Thomas Brainerd (1804 – 1866) was a Presbyterian minister, abolitionist, Doctor of Divinity and author of various religious works, tracts and biographies. He graduated from the academy at Louisville, New York, and began teaching at the relatively young age of seventeen, while studying for a professional career. Thereafter he embarked on a career as a Presbyterian minister that brought him to Philadelphia's Old Pine Street Church, where he served for some thirty years, while overseeing major improvements over its structure.

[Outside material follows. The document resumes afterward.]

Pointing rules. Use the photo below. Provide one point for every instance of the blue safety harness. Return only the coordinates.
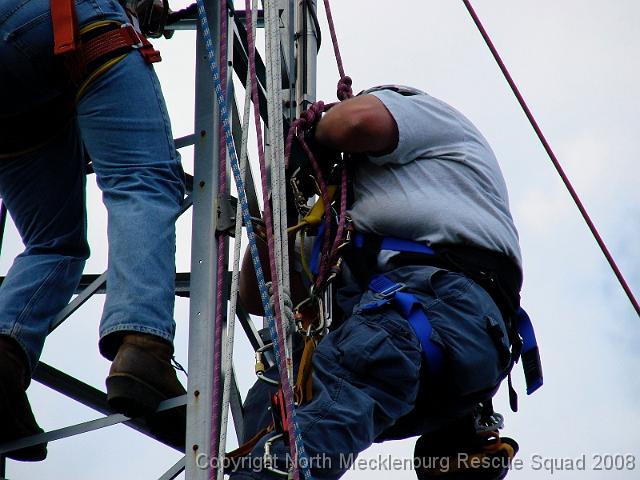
(389, 292)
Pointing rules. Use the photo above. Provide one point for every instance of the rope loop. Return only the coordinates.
(344, 88)
(311, 115)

During the American Civil War, Brainerd, through his church, provided vital support for Union troops while during his spare time, campaigned against slavery. He also played an important role in the founding of the Union League.

==Early life and family==
Brainerd, was born at Leyden, New York, but his family moved to Rome, New York where he spent his childhood and early life. He was the youngest of twelve siblings, born June 17, 1804, the year after his father's removal to New York. His parents were of the Puritan faith, his father being a pious man, yet stern when it came to moral principles and duties. Beginning at the age of three, he walked several miles to school in Lowville

Brainerd initially moved to Philadelphia in the late 1820s to teach and earn money to pay for his theological training. During this time, he was connected with Rev. James Patterson’s church in the northern part of the city. His first teaching assignment took him to Booneville, New York. Though slightly older than most of his students, he had little trouble in maintaining discipline and creating an incentive to learn. His next assignment took place in the township of Lee, New York, proceeding Albert Barnes, a theologian, clergyman and abolitionist. Brainerd graduated from Hamilton College, in upstate New York, where he studied law for a short term. He later moved to Andover, Massachusetts for his seminary studies at Andover Theological Seminary. Knowledge of his student life in Andover is almost entirely derived from his correspondence. Charles J. Finney, Presbyterian minister and leader in the Second Great Awakening, and Wait Talcott, a close political ally of Abraham Lincoln, both of whom he corresponded with frequently. While in Andover his acquaintance with Langstroth grew while they shared correspondence.This ultimately resulted in his introduction and subsequent engagement to one of his daughters, Miss Sarah Jennings Langstroth, to whom he was married on October 20, 1831. Sarrah died June 20, 1835.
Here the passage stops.